Total will pay about $866 million for the stake in Adani Gas, which will ramp up its presence in a market that is expected to become the second biggest driver of global demand for liquefied natural gas (LNG) market, after China.
The French company is the third foreign oil major to enter India’s gas sector after BP and Shell. They have come at a time when India is spending heavily to cut its carbon emissions. Prime Minister Narendra Modi has set a target to more than double the share of gas in India’s energy basket to 15 per cent by 2030, while Total has embarked on a series of deals this year to expand its liquefied natural gas (LNG) portfolio.
“Total’s investment in Adani is undoubtedly a show of faith in India’s gas demand growth,” said Nicholas Browne, research director at energy consultancy Wood Mackenzie.
The consultancy firm projects India’s gas demand will double to 75 billion cubic metres by 2030.

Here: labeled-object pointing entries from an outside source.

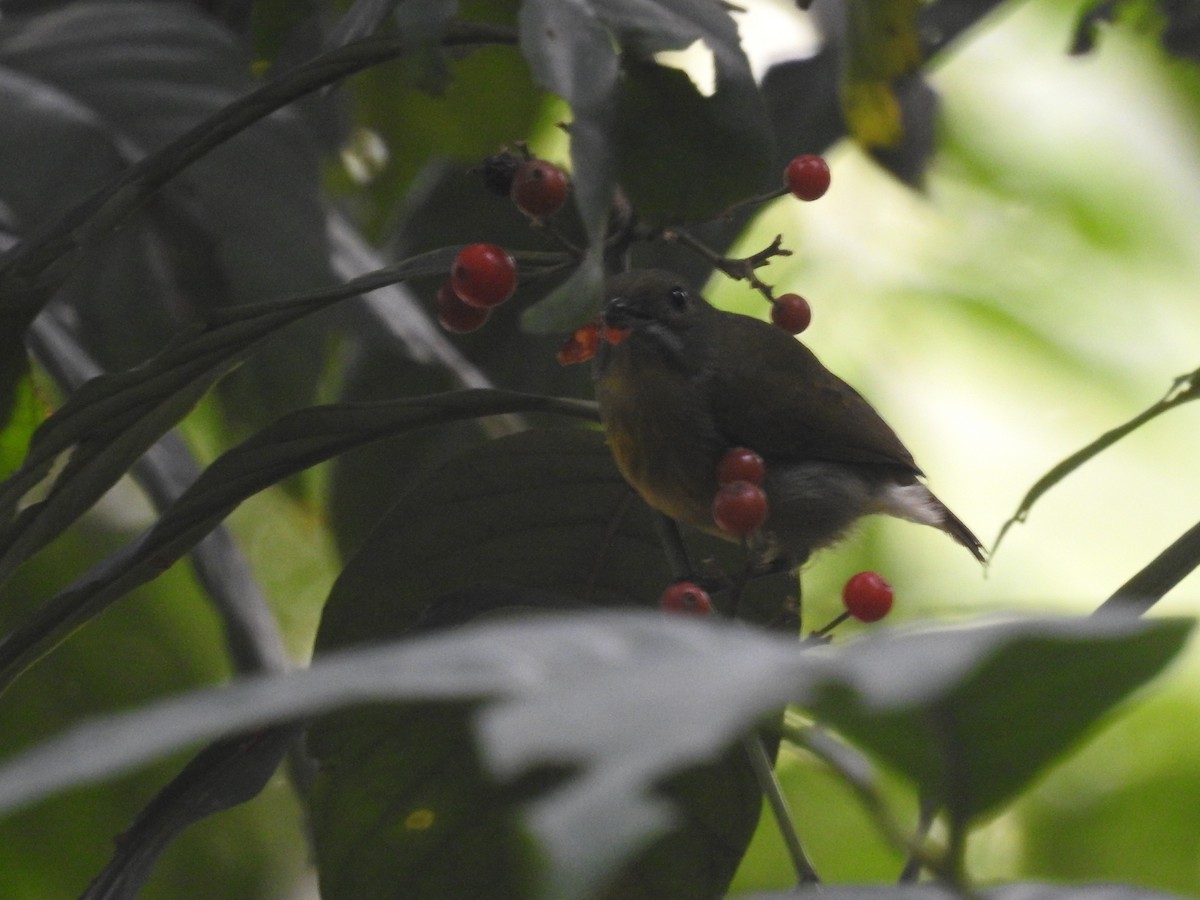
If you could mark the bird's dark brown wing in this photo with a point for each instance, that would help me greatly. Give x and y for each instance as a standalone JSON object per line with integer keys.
{"x": 773, "y": 395}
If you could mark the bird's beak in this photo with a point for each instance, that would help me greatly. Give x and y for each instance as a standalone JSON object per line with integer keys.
{"x": 618, "y": 312}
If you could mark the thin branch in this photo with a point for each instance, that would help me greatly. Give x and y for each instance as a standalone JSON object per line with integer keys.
{"x": 1182, "y": 390}
{"x": 1149, "y": 586}
{"x": 37, "y": 262}
{"x": 765, "y": 772}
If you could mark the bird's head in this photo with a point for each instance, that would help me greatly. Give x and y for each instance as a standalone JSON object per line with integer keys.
{"x": 659, "y": 310}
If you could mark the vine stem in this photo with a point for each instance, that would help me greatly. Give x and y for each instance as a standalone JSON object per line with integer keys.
{"x": 765, "y": 772}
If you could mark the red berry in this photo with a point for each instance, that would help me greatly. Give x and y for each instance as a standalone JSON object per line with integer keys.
{"x": 683, "y": 597}
{"x": 581, "y": 346}
{"x": 739, "y": 508}
{"x": 741, "y": 463}
{"x": 539, "y": 187}
{"x": 484, "y": 275}
{"x": 791, "y": 312}
{"x": 867, "y": 597}
{"x": 498, "y": 172}
{"x": 808, "y": 177}
{"x": 455, "y": 315}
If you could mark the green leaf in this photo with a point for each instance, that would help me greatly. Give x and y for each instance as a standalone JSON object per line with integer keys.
{"x": 540, "y": 510}
{"x": 112, "y": 420}
{"x": 24, "y": 412}
{"x": 294, "y": 443}
{"x": 1017, "y": 891}
{"x": 629, "y": 699}
{"x": 683, "y": 156}
{"x": 534, "y": 521}
{"x": 618, "y": 702}
{"x": 973, "y": 715}
{"x": 642, "y": 124}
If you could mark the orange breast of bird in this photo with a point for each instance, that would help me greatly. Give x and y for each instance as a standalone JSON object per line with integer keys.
{"x": 661, "y": 437}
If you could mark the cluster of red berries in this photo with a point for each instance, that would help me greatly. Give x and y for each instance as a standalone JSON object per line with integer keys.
{"x": 485, "y": 275}
{"x": 535, "y": 186}
{"x": 739, "y": 507}
{"x": 582, "y": 345}
{"x": 868, "y": 597}
{"x": 808, "y": 179}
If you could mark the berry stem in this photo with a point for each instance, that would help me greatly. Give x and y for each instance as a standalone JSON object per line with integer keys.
{"x": 756, "y": 201}
{"x": 822, "y": 631}
{"x": 861, "y": 777}
{"x": 737, "y": 268}
{"x": 765, "y": 772}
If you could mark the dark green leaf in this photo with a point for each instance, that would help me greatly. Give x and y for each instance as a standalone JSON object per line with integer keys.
{"x": 222, "y": 775}
{"x": 676, "y": 145}
{"x": 534, "y": 521}
{"x": 630, "y": 699}
{"x": 975, "y": 714}
{"x": 625, "y": 700}
{"x": 112, "y": 420}
{"x": 295, "y": 442}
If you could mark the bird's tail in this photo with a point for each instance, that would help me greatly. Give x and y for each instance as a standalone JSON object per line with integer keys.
{"x": 954, "y": 527}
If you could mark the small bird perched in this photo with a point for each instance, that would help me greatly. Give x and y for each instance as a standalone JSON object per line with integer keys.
{"x": 691, "y": 382}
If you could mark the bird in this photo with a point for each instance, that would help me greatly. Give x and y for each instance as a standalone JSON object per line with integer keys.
{"x": 688, "y": 382}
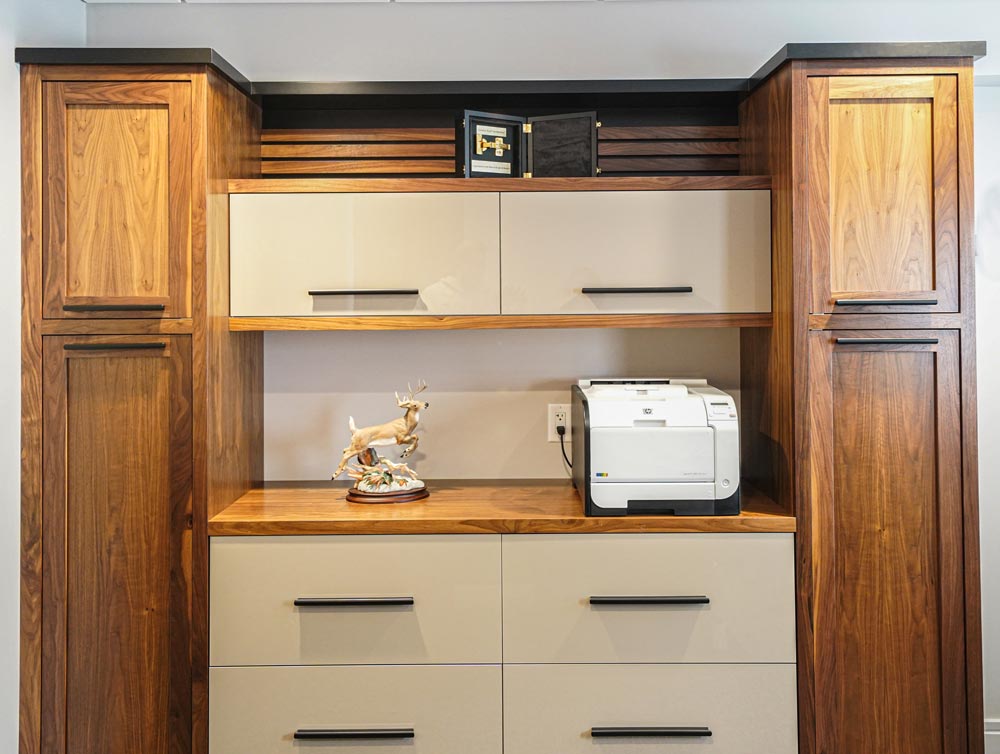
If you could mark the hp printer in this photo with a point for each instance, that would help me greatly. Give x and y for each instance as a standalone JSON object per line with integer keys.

It expects LNG to account for half of this demand, or just under 30 million tonnes a year of LNG, equivalent to 10 per cent of today’s global LNG market.
Total will initially buy up to 25.2 per cent in Adani Gas from public shareholders at 149.63 rupees per share, representing an 8.7 per cent premium to the stock’s last close and valuing the stake at 41.47 billion rupees ($585 million). Total will also buy a 12.2 per cent stake from the Adani family, according to a regulatory filing.
After the deal, the Adani family and Total will each hold 37.4 per cent stake in Adani Gas, while public shareholders will own the remaining 25.2 per cent.